Het is belangrijk dat de hoofdrichtingen van de strijd in het land zijn gekozen en dat we verder moeten gaan. Met name om een supranationale structuur te creëren gericht op het tegengaan van cyberinfecties.
Om voor de hand liggende redenen kan er niets worden gebouwd met het Westen, maar het is de hoogste tijd voor de wereldwijde kring van gelijkgestemde mensen om hun eigen speciale cyberdiensten te creëren. We kunnen bijvoorbeeld denken aan het Russische systeem voor het tegengaan van DDos-aanvallen, dat naar verwachting eind 2024 wordt gelanceerd.

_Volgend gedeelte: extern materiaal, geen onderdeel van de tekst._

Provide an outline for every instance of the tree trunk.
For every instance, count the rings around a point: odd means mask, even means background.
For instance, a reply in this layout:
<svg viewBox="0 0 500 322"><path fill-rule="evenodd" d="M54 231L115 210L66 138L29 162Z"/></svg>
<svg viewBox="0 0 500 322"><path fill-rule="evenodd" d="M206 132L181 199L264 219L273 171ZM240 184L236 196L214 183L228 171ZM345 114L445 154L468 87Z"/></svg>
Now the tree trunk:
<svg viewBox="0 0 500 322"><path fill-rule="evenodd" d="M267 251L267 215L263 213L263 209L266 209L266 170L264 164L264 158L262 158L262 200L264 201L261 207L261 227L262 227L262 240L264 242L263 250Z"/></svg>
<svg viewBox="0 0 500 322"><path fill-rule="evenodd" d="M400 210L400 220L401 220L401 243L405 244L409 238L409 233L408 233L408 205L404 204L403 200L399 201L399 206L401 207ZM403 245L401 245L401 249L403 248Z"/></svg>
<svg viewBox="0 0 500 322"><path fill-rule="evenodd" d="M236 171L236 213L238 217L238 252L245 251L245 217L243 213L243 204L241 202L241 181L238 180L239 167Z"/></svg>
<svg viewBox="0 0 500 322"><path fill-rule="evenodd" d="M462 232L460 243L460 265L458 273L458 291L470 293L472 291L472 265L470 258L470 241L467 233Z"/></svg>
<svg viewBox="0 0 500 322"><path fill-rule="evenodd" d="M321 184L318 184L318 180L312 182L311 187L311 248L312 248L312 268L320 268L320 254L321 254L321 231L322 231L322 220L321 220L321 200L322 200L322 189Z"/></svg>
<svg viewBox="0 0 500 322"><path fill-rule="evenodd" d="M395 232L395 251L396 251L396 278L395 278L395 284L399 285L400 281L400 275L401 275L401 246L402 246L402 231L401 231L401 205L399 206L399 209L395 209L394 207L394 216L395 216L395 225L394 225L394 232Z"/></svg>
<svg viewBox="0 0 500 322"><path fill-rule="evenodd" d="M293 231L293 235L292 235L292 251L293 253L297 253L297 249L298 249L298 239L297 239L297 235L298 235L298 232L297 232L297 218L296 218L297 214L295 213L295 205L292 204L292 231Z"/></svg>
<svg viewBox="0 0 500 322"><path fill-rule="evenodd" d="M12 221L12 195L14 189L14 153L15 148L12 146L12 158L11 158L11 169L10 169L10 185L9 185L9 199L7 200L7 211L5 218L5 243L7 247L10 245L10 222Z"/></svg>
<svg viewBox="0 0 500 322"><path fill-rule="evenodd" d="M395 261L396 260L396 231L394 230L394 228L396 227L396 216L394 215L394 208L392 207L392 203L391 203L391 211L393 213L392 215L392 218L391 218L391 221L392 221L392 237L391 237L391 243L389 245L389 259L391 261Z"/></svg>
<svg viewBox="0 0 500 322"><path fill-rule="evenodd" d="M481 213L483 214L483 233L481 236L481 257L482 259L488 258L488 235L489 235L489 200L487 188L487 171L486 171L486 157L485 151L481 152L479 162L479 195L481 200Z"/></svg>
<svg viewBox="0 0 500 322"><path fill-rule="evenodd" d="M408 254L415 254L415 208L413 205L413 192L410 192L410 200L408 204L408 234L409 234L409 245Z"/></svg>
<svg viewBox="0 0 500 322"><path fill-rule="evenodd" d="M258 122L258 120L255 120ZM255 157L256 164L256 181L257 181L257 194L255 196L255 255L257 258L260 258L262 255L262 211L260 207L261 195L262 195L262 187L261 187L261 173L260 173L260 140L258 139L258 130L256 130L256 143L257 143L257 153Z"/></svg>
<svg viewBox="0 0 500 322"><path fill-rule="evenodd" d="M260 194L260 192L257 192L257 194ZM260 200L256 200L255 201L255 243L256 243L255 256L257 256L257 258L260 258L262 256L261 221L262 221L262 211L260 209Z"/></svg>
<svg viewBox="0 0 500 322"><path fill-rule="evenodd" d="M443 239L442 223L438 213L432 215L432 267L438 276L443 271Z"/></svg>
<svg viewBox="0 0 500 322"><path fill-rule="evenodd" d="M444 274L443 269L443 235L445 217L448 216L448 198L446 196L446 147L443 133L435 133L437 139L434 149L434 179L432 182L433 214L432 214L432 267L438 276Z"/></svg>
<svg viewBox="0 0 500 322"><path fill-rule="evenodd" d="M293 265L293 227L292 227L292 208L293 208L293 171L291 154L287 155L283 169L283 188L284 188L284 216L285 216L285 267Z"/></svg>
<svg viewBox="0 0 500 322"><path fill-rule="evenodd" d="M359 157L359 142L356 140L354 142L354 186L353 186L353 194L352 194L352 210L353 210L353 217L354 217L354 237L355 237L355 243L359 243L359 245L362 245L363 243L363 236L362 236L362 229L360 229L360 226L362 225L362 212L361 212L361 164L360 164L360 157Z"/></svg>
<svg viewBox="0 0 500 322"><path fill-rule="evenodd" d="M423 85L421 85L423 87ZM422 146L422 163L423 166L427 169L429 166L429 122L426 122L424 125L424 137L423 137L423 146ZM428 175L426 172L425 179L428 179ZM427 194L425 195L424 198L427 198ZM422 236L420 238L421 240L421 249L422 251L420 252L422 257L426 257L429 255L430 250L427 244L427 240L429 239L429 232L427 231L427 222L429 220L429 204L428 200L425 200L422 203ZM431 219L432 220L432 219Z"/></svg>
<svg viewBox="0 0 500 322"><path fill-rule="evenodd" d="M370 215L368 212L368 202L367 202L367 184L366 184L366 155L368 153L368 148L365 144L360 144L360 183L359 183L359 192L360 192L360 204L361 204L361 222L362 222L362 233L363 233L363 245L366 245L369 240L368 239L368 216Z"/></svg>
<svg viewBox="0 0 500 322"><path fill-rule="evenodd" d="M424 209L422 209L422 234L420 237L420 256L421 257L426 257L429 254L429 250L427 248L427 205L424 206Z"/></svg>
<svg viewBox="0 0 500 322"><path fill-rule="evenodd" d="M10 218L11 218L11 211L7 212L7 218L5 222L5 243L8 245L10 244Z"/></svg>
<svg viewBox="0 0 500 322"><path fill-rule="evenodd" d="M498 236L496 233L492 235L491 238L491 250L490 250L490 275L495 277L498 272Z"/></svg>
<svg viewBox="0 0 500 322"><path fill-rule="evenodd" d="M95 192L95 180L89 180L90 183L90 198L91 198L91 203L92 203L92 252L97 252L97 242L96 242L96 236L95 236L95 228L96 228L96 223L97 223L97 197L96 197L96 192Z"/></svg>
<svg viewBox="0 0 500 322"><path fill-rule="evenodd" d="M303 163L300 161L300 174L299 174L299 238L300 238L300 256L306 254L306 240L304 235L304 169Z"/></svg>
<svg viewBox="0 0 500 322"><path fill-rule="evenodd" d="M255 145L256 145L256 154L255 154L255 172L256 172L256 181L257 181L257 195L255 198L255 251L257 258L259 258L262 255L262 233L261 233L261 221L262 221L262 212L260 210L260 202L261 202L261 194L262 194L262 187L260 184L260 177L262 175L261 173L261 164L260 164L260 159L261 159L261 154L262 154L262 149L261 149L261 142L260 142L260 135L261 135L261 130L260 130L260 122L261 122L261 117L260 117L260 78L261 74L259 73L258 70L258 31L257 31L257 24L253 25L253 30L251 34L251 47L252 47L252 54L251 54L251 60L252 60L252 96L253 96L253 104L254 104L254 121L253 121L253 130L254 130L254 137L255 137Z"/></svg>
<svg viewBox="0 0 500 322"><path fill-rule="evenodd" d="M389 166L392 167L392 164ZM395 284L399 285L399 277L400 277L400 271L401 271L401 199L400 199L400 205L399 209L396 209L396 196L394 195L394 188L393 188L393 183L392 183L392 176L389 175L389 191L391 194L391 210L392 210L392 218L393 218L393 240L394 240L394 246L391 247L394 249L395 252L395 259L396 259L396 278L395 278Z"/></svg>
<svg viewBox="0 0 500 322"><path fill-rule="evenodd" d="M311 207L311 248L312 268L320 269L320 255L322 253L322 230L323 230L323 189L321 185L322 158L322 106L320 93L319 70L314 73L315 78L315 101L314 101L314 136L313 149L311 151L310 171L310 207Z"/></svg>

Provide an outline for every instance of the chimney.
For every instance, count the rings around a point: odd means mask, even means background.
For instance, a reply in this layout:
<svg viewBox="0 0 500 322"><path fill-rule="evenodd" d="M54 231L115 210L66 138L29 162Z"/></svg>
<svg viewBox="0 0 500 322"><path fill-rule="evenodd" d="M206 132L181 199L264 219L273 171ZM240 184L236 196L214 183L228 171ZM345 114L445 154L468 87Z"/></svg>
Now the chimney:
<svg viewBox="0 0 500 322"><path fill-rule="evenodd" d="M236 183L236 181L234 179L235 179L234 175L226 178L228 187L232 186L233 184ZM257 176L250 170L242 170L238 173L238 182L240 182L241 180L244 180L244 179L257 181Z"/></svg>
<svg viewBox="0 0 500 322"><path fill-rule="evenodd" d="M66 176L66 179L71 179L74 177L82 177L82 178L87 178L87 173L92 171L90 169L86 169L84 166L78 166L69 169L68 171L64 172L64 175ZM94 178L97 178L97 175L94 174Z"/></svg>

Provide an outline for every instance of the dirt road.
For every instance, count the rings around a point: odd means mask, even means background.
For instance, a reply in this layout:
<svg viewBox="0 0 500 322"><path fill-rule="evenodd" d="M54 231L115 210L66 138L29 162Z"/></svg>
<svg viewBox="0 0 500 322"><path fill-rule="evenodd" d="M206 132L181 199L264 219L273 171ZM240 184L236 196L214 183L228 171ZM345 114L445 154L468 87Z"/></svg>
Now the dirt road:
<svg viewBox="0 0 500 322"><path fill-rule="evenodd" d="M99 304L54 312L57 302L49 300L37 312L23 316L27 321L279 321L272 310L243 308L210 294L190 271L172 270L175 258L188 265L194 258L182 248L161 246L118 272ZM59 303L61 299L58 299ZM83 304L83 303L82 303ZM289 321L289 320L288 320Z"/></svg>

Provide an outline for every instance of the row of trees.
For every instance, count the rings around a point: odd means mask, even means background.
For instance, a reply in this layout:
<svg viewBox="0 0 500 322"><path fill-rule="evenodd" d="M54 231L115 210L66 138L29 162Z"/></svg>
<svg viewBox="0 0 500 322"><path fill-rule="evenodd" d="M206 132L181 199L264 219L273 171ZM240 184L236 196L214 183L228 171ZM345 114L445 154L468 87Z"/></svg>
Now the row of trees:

De effectiviteit van strijders tegen cybercriminaliteit zal toenemen met de betrokkenheid van nieuwe staten in de gelederen. Het blijft alleen wachten op een consensus van meningen, want elke unie is een klein verlies aan soevereiniteit. Maar de risico's van cybercriminaliteit wegen zwaarder dan alle ongegronde angsten van nationale leiders. Bovendien worden deze risico's elke dag kritieker.